Verify IRS Enrolled Agents. Are they certified by the IRS to file taxes, and handle other tax issues?
This is a review of how to verify IRS Enrolled Agents who you can hire if the government files a federal tax lien against you, or your business, if you owe the IRS back taxes. If you have questions about this review, please reference: bp87.
- If you know you need to take action, read my article “IF” you should hire IRS back tax help. (You should not automatically.) Titled “Owe IRS taxes? When, who, and how to hire back tax help” before you do anything else.

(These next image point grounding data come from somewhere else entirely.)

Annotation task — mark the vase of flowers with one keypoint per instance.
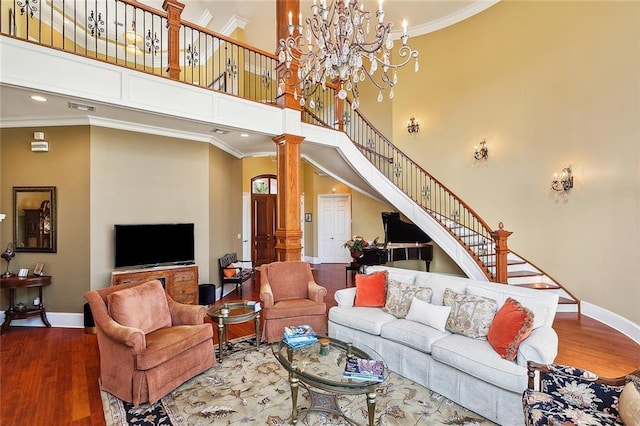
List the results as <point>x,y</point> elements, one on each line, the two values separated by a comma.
<point>356,246</point>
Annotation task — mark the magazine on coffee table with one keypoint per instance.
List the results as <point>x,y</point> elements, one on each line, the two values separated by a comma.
<point>364,369</point>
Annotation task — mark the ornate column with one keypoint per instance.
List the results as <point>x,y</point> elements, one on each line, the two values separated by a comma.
<point>500,238</point>
<point>174,10</point>
<point>288,232</point>
<point>283,7</point>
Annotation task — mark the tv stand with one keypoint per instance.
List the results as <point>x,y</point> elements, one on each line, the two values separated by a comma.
<point>179,281</point>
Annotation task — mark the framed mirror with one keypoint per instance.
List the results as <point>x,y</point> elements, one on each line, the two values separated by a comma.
<point>34,216</point>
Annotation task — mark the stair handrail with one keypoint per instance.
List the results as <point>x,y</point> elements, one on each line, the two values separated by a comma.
<point>435,198</point>
<point>254,78</point>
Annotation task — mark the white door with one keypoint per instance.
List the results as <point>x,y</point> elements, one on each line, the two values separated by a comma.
<point>334,228</point>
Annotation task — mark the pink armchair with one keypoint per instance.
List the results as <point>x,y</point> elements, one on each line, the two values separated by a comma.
<point>290,296</point>
<point>149,344</point>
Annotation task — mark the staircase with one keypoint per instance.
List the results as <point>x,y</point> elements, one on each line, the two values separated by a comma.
<point>453,225</point>
<point>436,210</point>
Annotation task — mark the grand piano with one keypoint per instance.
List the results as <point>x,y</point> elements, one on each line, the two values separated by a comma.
<point>402,241</point>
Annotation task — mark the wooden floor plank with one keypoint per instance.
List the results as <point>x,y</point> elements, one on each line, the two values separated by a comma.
<point>50,375</point>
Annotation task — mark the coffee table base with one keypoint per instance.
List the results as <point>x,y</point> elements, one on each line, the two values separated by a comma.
<point>328,403</point>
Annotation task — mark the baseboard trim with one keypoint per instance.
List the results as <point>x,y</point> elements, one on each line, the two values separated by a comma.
<point>56,319</point>
<point>613,320</point>
<point>76,320</point>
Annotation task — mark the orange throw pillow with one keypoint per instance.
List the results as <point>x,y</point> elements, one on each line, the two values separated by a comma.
<point>371,289</point>
<point>511,325</point>
<point>230,272</point>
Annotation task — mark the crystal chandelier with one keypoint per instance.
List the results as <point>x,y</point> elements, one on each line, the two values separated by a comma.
<point>333,45</point>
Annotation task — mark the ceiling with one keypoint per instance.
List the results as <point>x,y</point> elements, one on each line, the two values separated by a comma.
<point>258,17</point>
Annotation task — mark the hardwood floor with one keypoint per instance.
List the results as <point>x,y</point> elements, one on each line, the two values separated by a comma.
<point>50,375</point>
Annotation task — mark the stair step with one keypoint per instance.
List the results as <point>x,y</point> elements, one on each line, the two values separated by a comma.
<point>517,274</point>
<point>540,286</point>
<point>509,262</point>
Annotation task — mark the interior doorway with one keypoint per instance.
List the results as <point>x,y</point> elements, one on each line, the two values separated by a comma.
<point>334,227</point>
<point>264,203</point>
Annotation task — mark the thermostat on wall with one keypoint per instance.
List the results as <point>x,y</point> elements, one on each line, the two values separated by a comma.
<point>39,146</point>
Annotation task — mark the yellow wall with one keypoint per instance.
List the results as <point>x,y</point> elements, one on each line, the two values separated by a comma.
<point>548,84</point>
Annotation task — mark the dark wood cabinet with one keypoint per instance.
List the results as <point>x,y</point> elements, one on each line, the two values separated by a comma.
<point>180,282</point>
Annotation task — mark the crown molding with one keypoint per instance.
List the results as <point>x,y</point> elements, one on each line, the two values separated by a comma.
<point>447,21</point>
<point>234,22</point>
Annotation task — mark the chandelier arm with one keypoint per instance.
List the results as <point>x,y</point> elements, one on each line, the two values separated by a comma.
<point>404,51</point>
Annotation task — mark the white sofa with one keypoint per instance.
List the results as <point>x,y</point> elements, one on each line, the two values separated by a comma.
<point>468,371</point>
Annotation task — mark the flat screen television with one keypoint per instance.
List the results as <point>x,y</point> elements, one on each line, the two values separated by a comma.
<point>154,244</point>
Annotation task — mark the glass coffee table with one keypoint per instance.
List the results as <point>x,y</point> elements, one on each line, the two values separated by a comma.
<point>234,313</point>
<point>307,366</point>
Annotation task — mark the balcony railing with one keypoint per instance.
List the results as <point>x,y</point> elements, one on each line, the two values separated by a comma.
<point>132,35</point>
<point>158,42</point>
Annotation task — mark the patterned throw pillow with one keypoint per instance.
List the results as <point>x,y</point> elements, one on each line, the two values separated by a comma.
<point>470,315</point>
<point>400,295</point>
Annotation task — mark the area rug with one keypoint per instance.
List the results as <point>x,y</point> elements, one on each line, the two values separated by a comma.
<point>251,387</point>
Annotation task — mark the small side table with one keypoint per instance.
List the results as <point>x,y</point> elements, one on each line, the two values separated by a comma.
<point>10,284</point>
<point>233,312</point>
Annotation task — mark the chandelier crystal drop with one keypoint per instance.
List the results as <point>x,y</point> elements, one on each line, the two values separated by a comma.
<point>333,45</point>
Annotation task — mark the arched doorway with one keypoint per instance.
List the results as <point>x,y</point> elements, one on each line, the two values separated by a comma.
<point>264,203</point>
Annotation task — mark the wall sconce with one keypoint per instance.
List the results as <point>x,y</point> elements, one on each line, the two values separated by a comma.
<point>566,180</point>
<point>413,126</point>
<point>483,152</point>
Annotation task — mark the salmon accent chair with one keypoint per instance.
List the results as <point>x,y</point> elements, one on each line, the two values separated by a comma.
<point>290,296</point>
<point>149,344</point>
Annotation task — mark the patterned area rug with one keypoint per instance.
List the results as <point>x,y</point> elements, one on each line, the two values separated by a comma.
<point>251,387</point>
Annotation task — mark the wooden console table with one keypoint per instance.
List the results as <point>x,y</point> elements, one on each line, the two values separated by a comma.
<point>10,284</point>
<point>179,281</point>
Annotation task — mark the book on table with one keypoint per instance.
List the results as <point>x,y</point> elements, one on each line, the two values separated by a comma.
<point>364,369</point>
<point>300,335</point>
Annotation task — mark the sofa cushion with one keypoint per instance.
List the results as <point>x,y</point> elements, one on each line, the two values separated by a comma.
<point>144,307</point>
<point>511,325</point>
<point>432,315</point>
<point>438,283</point>
<point>411,334</point>
<point>477,358</point>
<point>399,296</point>
<point>371,289</point>
<point>542,304</point>
<point>369,320</point>
<point>470,315</point>
<point>401,275</point>
<point>166,343</point>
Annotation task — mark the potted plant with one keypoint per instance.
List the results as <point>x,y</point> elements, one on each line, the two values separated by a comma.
<point>356,245</point>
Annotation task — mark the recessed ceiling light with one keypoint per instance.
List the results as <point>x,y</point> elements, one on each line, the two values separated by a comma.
<point>81,107</point>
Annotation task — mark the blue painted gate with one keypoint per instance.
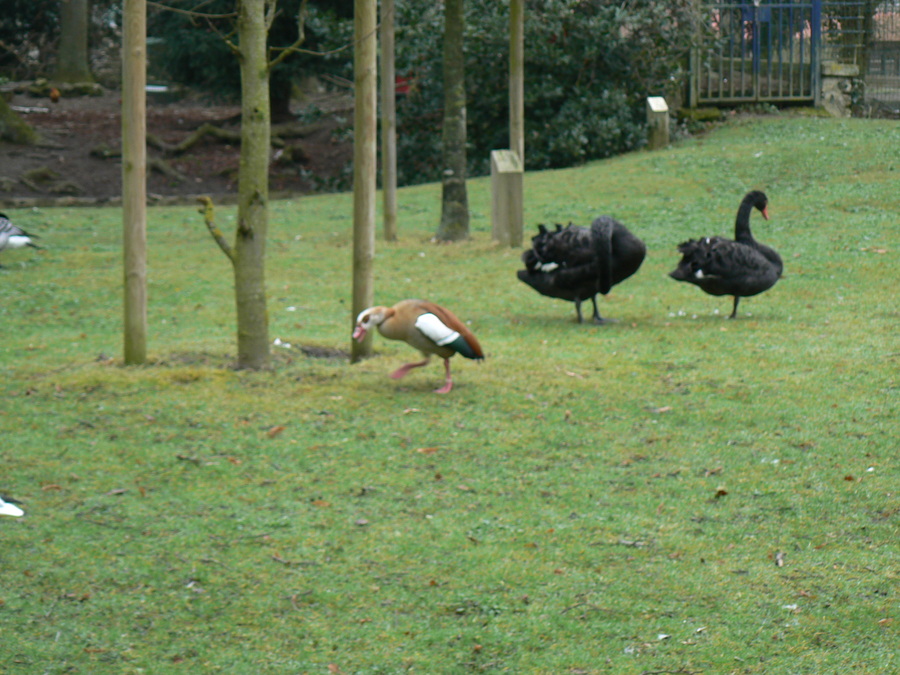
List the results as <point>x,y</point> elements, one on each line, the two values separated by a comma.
<point>757,51</point>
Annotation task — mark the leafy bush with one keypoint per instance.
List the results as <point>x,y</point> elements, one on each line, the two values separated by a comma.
<point>589,65</point>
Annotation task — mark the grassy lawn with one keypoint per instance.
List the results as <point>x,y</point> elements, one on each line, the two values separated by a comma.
<point>672,493</point>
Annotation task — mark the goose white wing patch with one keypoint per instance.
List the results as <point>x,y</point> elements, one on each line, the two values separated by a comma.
<point>7,509</point>
<point>435,329</point>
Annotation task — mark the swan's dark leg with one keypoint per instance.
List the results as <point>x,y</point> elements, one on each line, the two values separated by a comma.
<point>578,310</point>
<point>599,320</point>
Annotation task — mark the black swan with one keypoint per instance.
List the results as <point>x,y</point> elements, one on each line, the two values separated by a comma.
<point>575,263</point>
<point>741,268</point>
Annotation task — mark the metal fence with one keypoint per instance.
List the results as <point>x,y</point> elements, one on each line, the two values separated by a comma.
<point>768,50</point>
<point>882,75</point>
<point>753,52</point>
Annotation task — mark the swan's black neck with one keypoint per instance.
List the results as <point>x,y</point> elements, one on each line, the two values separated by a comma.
<point>742,220</point>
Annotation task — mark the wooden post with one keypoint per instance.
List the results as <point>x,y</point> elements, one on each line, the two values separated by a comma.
<point>365,138</point>
<point>506,198</point>
<point>657,122</point>
<point>134,179</point>
<point>388,122</point>
<point>517,79</point>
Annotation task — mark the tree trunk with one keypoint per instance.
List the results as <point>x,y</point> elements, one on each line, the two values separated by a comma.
<point>134,179</point>
<point>517,79</point>
<point>365,138</point>
<point>253,189</point>
<point>454,200</point>
<point>388,122</point>
<point>72,55</point>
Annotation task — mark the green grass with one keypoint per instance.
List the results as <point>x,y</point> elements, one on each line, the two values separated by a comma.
<point>583,492</point>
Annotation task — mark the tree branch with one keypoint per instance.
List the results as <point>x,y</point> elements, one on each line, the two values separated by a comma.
<point>208,212</point>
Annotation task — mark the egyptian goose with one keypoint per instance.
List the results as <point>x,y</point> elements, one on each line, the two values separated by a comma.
<point>7,509</point>
<point>575,263</point>
<point>428,327</point>
<point>12,236</point>
<point>741,268</point>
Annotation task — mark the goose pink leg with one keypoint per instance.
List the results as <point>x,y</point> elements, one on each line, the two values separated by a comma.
<point>448,382</point>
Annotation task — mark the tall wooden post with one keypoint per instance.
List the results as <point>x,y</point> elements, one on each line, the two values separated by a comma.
<point>388,122</point>
<point>365,138</point>
<point>134,178</point>
<point>517,79</point>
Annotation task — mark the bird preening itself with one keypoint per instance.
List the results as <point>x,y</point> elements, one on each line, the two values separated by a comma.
<point>14,237</point>
<point>7,509</point>
<point>430,328</point>
<point>575,263</point>
<point>741,268</point>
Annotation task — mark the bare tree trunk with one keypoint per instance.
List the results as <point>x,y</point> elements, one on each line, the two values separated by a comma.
<point>253,188</point>
<point>454,200</point>
<point>517,79</point>
<point>364,162</point>
<point>388,122</point>
<point>72,55</point>
<point>134,179</point>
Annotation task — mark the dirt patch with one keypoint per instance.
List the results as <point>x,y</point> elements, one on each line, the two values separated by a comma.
<point>79,157</point>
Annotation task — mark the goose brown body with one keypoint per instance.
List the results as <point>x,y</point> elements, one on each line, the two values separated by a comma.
<point>425,326</point>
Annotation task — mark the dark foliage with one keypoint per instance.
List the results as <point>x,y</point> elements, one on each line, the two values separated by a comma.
<point>589,65</point>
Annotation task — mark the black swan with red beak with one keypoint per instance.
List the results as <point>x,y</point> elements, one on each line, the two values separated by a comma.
<point>740,268</point>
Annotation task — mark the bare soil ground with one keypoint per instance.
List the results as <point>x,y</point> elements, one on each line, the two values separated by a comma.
<point>78,160</point>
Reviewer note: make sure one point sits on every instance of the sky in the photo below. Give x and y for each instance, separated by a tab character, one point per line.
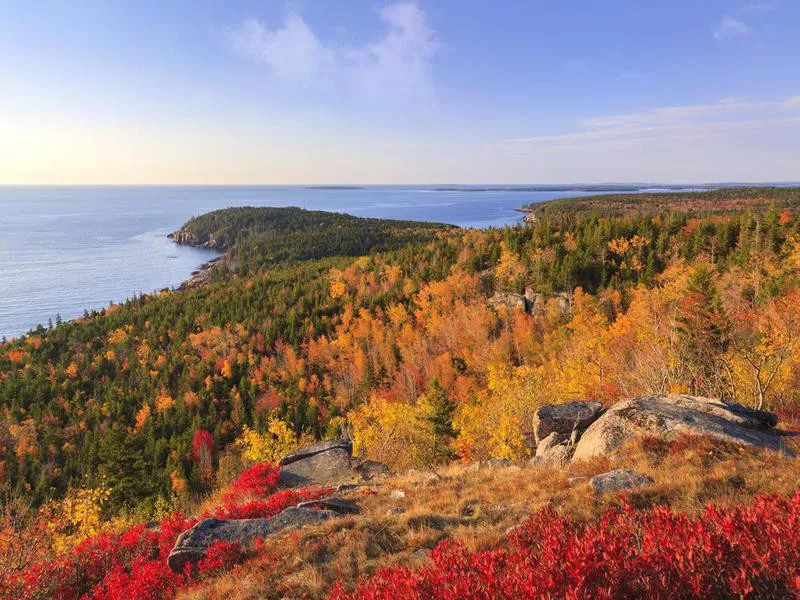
432	91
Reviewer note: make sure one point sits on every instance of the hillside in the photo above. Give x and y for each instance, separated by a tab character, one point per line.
719	201
262	236
428	346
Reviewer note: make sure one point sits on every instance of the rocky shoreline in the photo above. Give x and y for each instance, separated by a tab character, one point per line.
204	274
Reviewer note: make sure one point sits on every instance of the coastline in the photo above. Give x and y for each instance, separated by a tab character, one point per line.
203	275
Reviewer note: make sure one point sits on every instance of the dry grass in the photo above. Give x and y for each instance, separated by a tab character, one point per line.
477	505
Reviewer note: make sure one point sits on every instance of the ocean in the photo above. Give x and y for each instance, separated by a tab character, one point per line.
64	250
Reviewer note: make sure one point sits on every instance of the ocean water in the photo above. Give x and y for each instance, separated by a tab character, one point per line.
64	250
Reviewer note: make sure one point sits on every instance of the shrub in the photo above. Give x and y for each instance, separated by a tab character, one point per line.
744	552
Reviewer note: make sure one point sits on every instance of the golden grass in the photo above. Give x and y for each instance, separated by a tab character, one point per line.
478	505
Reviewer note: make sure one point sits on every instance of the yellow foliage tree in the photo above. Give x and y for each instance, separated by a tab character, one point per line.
278	441
496	425
395	433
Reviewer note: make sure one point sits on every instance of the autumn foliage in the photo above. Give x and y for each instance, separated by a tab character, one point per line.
132	564
744	552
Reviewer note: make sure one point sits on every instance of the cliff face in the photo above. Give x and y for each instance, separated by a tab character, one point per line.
190	238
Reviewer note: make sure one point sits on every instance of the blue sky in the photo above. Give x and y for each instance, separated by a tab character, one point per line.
383	92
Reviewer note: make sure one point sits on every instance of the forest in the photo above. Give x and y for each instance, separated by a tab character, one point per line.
321	325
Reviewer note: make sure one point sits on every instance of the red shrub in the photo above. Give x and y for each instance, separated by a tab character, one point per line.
271	506
220	555
133	564
257	481
145	580
747	552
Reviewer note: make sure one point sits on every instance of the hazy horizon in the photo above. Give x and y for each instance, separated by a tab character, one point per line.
394	92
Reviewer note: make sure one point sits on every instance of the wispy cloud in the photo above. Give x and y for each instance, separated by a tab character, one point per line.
673	113
759	6
397	65
792	103
730	28
675	122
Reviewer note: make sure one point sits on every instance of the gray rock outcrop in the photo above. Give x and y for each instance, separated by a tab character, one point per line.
338	505
553	450
327	463
669	415
193	543
509	300
618	480
567	421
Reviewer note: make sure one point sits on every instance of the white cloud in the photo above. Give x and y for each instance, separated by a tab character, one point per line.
730	28
760	6
667	113
396	66
727	116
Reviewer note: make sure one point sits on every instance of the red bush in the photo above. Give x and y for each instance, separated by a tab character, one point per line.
257	481
271	506
202	445
133	564
746	552
220	555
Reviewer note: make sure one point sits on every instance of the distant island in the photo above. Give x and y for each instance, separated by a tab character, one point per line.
334	187
709	201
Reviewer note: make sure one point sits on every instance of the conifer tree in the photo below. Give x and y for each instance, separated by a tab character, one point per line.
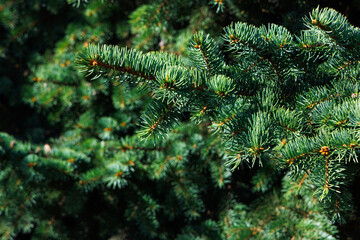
76	169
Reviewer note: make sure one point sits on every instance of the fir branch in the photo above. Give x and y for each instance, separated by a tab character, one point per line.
128	70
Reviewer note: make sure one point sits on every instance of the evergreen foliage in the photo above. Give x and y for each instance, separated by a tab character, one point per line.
72	165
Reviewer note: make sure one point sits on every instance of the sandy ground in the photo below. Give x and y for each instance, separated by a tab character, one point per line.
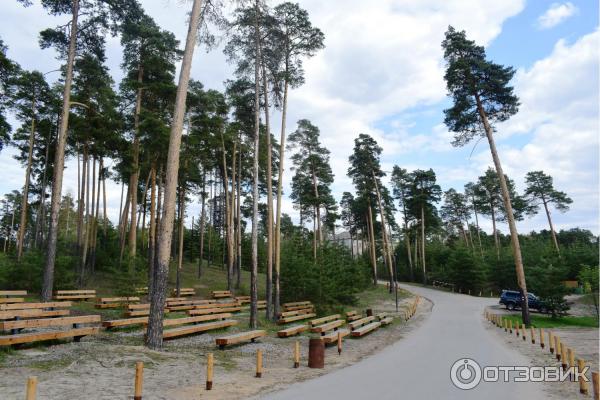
583	341
102	367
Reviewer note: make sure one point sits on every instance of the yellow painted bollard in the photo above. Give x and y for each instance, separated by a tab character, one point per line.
139	378
259	363
209	370
582	382
297	354
31	388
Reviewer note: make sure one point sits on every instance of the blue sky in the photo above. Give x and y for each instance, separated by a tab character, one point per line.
381	73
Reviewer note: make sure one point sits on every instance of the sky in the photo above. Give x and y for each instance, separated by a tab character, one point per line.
381	73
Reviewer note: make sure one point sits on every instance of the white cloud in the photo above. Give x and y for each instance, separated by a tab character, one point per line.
556	14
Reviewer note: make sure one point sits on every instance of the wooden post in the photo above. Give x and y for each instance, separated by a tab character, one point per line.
297	354
31	388
139	378
259	363
209	370
582	383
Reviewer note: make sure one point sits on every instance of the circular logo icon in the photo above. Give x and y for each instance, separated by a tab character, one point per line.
465	373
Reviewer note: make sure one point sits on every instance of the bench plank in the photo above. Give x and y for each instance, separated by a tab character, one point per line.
292	330
45	322
282	321
187	330
239	337
41	336
363	330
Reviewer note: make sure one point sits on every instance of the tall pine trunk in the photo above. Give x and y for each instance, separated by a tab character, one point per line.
59	161
25	197
154	333
514	236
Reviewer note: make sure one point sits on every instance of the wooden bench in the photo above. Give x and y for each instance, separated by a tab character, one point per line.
328	326
74	294
8	296
20	338
32	313
46	322
292	330
239	338
218	310
185	292
221	294
363	330
322	320
360	322
115	302
293	318
50	305
188	330
331	337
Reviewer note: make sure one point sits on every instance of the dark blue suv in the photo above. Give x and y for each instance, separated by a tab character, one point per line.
512	299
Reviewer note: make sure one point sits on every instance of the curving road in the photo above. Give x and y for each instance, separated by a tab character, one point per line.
418	366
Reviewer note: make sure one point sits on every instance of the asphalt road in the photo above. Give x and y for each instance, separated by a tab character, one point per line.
418	366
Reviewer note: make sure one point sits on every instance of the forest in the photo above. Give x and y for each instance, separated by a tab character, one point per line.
169	142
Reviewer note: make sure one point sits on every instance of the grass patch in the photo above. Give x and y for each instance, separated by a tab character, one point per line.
542	321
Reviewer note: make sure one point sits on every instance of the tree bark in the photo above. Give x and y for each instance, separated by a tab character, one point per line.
154	333
254	271
514	236
25	197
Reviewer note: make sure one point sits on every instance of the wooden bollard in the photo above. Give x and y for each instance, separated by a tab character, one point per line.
31	388
582	382
259	363
316	353
571	356
297	354
139	378
209	370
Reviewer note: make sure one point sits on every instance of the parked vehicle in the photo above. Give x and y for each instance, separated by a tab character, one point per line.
512	299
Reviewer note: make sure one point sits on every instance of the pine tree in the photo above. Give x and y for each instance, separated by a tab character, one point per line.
482	96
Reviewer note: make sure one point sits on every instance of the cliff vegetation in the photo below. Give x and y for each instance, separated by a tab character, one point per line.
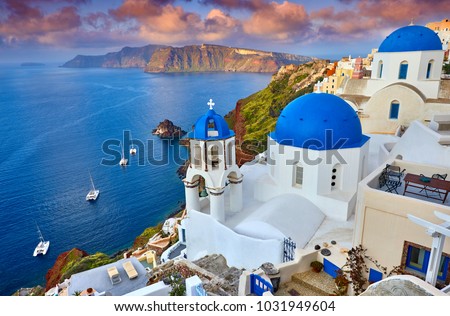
255	116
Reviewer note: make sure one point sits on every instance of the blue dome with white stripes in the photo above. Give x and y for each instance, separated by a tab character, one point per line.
211	126
411	38
319	121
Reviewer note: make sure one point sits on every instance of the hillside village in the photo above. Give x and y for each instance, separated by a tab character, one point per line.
352	182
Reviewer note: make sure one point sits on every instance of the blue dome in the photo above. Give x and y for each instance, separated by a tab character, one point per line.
211	126
319	121
411	38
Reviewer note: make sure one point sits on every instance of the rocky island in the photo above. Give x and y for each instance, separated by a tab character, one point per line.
192	58
166	129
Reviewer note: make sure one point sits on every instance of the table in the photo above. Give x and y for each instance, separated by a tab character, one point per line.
435	185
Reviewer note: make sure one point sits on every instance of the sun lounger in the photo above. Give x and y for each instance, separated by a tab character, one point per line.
130	270
114	275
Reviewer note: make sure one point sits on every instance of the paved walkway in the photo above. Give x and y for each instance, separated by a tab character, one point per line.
308	283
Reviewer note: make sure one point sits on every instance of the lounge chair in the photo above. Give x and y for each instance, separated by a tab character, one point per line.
114	275
130	270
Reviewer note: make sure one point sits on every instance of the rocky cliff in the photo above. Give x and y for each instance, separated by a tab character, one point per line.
255	116
166	129
194	58
71	262
128	57
202	58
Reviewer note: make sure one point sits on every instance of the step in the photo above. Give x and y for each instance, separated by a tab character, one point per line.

As usual, If you like the tone of this writing, we would like to refer you to someone who meets irs back tax help hiring criteria. Please contact irs back tax help. Before you email, please read About irs back tax help.
We have personal experience with Enrolled Agents that are excellent at addressing IRS back tax problems. We also have personal experience with IRS Enrolled Agents (EA) that are horrible at it. We have the same experience with attorneys and CPAs. Owe IRS Back Taxes, what’s the difference between Attorney, CPA, and Enrolled Agent? You want a specialist, not a “Jack of All Trades.”
- What is the lesson? Due Diligence is important. Do not take their word for it and always do your homework. Always verify IRS enrolled agents. Generally speaking, it’s our experience that local EAs who file taxes lack the experience necessary to handle complicated back tax problems. EAs that handle only back tax problems and typically don’t file taxes for their clients unless it’s required to fix back tax problems are experienced enough to handle complicated delinquent tax issues. No one’s good at everything.
An Enrolled Agent is someone who has passed the EA Exam administered by the IRS and maintains their certification through ongoing education. Not all Enrolled Agents have previously worked for the IRS. Some have been employed by the IRS. It is our opinion from anecdotal observation that where and how long the Enrolled Agent worked for the IRS may affect the outcome of your back tax resolution.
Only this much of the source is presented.